A relação de pessoas jurídicas foi divulgada com base em autorização da Justiça Federal. “A juíza titular da 3.ª Vara Criminal Federal em São Paulo entendeu que por se tratar de recursos públicos a sociedade brasileira tem o direito de ter o conhecimento para onde o recurso poderia ser aportado, ou seja, qual o projeto, e para onde ele foi desviado e em benefício de quem”, destacou Melissa Pastor.
A delegada e a procuradora Karen chamam a atenção para um episódio que as chocaram. “O projeto foi desenvolvido prioritariamente para crianças em formação de personalidade e o que ocorreu foi um evento gastronômico em um restaurante em São Paulo, para um público fechado da patrocinadora.”
“Há fortes indicativos de que a maior parte dos patrocinadores que hoje estão sendo submetidos a mandados de buscas tinha conhecimento”, anotou a delegada federal. “Encontramos já alguns contratos de patrocínio onde ficava explícita a cláusula de contrapartida, ‘vamos aportar um projeto X e queremos a contrapartida Y’.”
A PF e a Procuradoria destacou que serviços prestados pelo Grupo Bellini ‘nunca existiram’. Foram descobertas notas fiscais inidôneas de serviços fictícios e superfaturamento.
Melissa destacou os ‘projetos duplicados’. “O Grupo teve treze projetos aprovados para um público de caminhoneiro, (projeto) de teatro na beira da estrada, todos similares.
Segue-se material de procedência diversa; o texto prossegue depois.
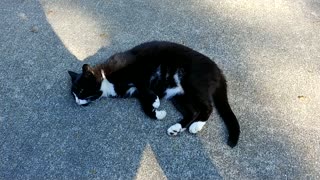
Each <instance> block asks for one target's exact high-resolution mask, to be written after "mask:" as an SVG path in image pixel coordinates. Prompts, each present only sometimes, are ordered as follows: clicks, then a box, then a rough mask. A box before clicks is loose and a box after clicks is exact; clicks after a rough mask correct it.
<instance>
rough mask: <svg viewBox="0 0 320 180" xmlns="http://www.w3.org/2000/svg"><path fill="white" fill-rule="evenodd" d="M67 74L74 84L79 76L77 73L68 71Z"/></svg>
mask: <svg viewBox="0 0 320 180" xmlns="http://www.w3.org/2000/svg"><path fill="white" fill-rule="evenodd" d="M68 73H69V75H70V77H71V80H72V82H74V81H75V80H76V79H77V78H78V76H79V74H78V73H75V72H72V71H68Z"/></svg>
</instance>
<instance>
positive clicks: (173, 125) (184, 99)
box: [167, 95, 199, 136]
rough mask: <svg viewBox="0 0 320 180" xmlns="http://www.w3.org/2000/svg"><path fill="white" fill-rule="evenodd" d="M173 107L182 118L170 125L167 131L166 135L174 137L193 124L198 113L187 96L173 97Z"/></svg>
mask: <svg viewBox="0 0 320 180" xmlns="http://www.w3.org/2000/svg"><path fill="white" fill-rule="evenodd" d="M172 100H173V104H174V106H175V107H176V108H177V109H178V111H180V112H181V114H182V116H183V118H182V120H181V121H180V122H178V123H176V124H174V125H172V126H171V127H169V129H168V130H167V134H168V135H171V136H176V135H178V133H180V132H183V131H184V130H186V128H187V127H188V126H189V125H190V124H191V123H192V122H194V121H195V120H196V119H197V117H198V116H199V111H198V110H197V108H195V106H194V105H193V104H192V103H191V101H190V100H189V99H188V97H187V96H185V95H182V96H175V97H174V98H173V99H172Z"/></svg>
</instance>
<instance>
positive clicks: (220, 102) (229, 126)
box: [213, 79, 240, 148]
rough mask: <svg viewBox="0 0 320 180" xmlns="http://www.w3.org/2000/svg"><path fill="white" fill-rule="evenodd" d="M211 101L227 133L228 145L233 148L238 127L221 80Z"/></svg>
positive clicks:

Restou demonstrado que muitos desses projetos não foram sequer realizados. Utilizavam a foto de um para comprovar a execução de outro. E desviavam os recursos dos demais. Entre todas essas fraudes tínhamos as contrapartidas ilícitas. O foco dessa nova fase (da Boca Livre) foram as contrapartidas ilícitas.”